Training CLI (src/train.py)

train.py is the canonical way to populate the Level 1 n-gram tables from plain-text corpora. Each file is streamed into DBSLMEngine.train_from_text(), which updates hashed context counts, rebuilds Modified Kneser–Ney statistics for every order up to the configured --ngram-order, refreshes continuation counts, and re-materializes quantized probability tables plus the Top-K head cache.

Example workflows

Plain-text directories

Remember to install dictionaries:
$ python -m spacy download en_core_web_lg
$ python -m spacy download en_core_web_sm

python src/train.py \
  data/corpus.txt docs/*.txt \
  --db var/db_slm.sqlite3 \
  --ngram-order 3 \
  --recursive \
  --reset

Chunked NDJSON ingest with live evaluation

python src/train.py datasets/emotion_data.json \
  --db var/db_slm.sqlite3 \
  --ngram-order 4 \
  --json-chunk-size 750 \
  --chunk-eval-percent 12.5 \
  --eval-interval 40000 \
  --eval-samples 4 \
  --eval-variants 3 \
  --eval-dataset datasets/emotion_holdout.json \
  --metrics-export var/eval_logs/train-emotion.json \
  --decoder-presence-penalty 0.20 \
  --decoder-frequency-penalty 0.05 \
  --profile-ingest \
  --seed 1337

Argument guide

  • Core ingest + storage
    • inputs: Files or directories to ingest. Directories respect --recursive and only pull in *.txt files; explicit file arguments may be pre-tagged .txt corpora or .json/.ndjson datasets that pick up their configs automatically.
    • --db: Destination SQLite file. Parent directories are created automatically; use :memory: for scratch runs (cannot be combined with --reset).
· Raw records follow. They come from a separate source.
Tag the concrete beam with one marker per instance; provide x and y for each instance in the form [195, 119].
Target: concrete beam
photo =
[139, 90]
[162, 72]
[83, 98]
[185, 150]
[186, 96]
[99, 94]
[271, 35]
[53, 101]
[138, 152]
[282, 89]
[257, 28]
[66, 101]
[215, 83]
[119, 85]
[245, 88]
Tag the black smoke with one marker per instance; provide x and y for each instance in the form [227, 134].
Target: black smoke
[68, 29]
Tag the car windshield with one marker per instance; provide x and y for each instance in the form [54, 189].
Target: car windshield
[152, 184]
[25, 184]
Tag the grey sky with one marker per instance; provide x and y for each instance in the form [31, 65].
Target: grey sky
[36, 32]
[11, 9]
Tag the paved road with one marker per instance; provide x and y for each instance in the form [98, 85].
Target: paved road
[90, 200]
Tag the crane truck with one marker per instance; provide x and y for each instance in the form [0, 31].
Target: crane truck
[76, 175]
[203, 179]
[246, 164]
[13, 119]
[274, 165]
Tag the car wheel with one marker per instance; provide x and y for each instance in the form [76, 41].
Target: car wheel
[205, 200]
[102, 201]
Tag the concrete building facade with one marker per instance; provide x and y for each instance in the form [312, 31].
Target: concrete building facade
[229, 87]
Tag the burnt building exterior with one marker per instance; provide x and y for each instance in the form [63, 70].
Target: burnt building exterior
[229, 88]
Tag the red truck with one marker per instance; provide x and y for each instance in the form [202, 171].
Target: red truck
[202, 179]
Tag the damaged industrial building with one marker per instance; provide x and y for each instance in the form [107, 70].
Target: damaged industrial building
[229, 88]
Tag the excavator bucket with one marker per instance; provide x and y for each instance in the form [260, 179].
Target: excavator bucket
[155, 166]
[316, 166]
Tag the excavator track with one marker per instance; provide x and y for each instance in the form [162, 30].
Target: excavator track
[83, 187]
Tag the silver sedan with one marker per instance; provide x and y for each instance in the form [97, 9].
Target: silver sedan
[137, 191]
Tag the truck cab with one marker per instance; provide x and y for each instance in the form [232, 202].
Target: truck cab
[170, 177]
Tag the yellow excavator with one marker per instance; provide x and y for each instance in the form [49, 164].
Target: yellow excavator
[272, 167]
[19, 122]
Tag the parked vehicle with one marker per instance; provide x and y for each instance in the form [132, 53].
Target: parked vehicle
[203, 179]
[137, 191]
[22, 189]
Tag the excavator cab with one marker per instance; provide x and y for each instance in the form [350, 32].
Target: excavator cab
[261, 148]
Keep the chosen path consistent with run.py.
    • --reset: Delete the existing database before ingesting so you start from a clean slate.
    • --backonsqlite: Allow a SQLite-only fallback when DBSLM_BACKEND=cheetah-db but the Go service is down. Without this flag the trainer exits instead of silently downgrading.
    • --ngram-order: Adjusts the context window length. Higher orders need larger corpora but produce richer continuations.
    • --context-dimensions "<ranges>": Extends repeat penalties across grouped token spans (e.g., 1-2,3-5 or progressive lengths like 4,8,4). Use off/none to disable. Selections persist in tbl_metadata and the cheetah metadata mirror.
    • --dataset-config <path>: Force a specific dataset metadata/label file for .json/.ndjson corpora instead of inferring <dataset>.config.json or honoring DBSLM_DATASET_CONFIG_PATH. Plain .txt corpora bypass this path and are treated as already tagged.
  • File reading helpers
    • --recursive: When scanning folders, include subdirectories (default is to read only the top level).
    • --encoding: Override the UTF-8 reader if the corpus uses another encoding.
    • --stdin: Stream additional ad-hoc text from STDIN, e.g. cat notes.txt | python src/train.py --stdin.
  • JSON / NDJSON streaming + hold-outs
    • --json-chunk-size: Stream JSON/NDJSON rows in fixed-size batches so memory stays bounded.
    • --max-json-lines: Limit how many JSON rows load per file when you just need a smoke test.
    • --chunk-eval-percent: Reserve this percentage of every JSON chunk as an immediate evaluation set. Hold-outs run through the inference stack before the chunk trains and refresh the probe pool.
    • --seed: Seed Python's RNG for deterministic chunk sampling, hold-outs, and paraphraser tweaks.
  • Evaluation cadence + randomness
    • --eval-interval <tokens>: Trigger periodic probes every N ingested tokens (0 disables the loop).
    • --eval-samples <count>: Held-out prompts per probe (minimum 2, default 3).
    • --eval-variants <count>: Responses per prompt (defaults to 2 when context dimensions are enabled, otherwise 1) so you can compare structural diversity.
    • --eval-seed <int>: Base seed for evaluation randomness. Each prompt/variant gets a deterministic sub-seed derived from this value.
    • --eval-dataset <path>: NDJSON file containing prompt/response pairs; defaults to DBSLM_DATASET_PATH from .env.
    • --eval-dataset-config <path>: Override the metadata/label mapping used for --eval-dataset. Falls back to <dataset>.config.json or DBSLM_DATASET_CONFIG_PATH when omitted.
    • --eval-pool-size <count>: Maximum number of records kept in memory for the rolling evaluation pool (default 200, 0/None means unlimited).
  • Profiling + logging
    • --profile-ingest: Print per-corpus latency and RSS metrics while ingesting so you can raise chunk sizes confidently.
    • --metrics-export <path>: Write the rolling ROUGE/perplexity timeline plus profiling samples to JSON (var/eval_logs/train-<timestamp>.json by default). Use --metrics-export - to disable.
  • Decoder penalty overrides (evaluation-only)
    • --decoder-presence-penalty <float>: Adds a one-time penalty when a token/span has already appeared in the generation. Typical sweeps cover 0.0-0.4.
    • --decoder-frequency-penalty <float>: Scales penalties by how often the token/span repeats. Values between 0.0 and 0.2 usually smooth repetition without collapsing the sampler.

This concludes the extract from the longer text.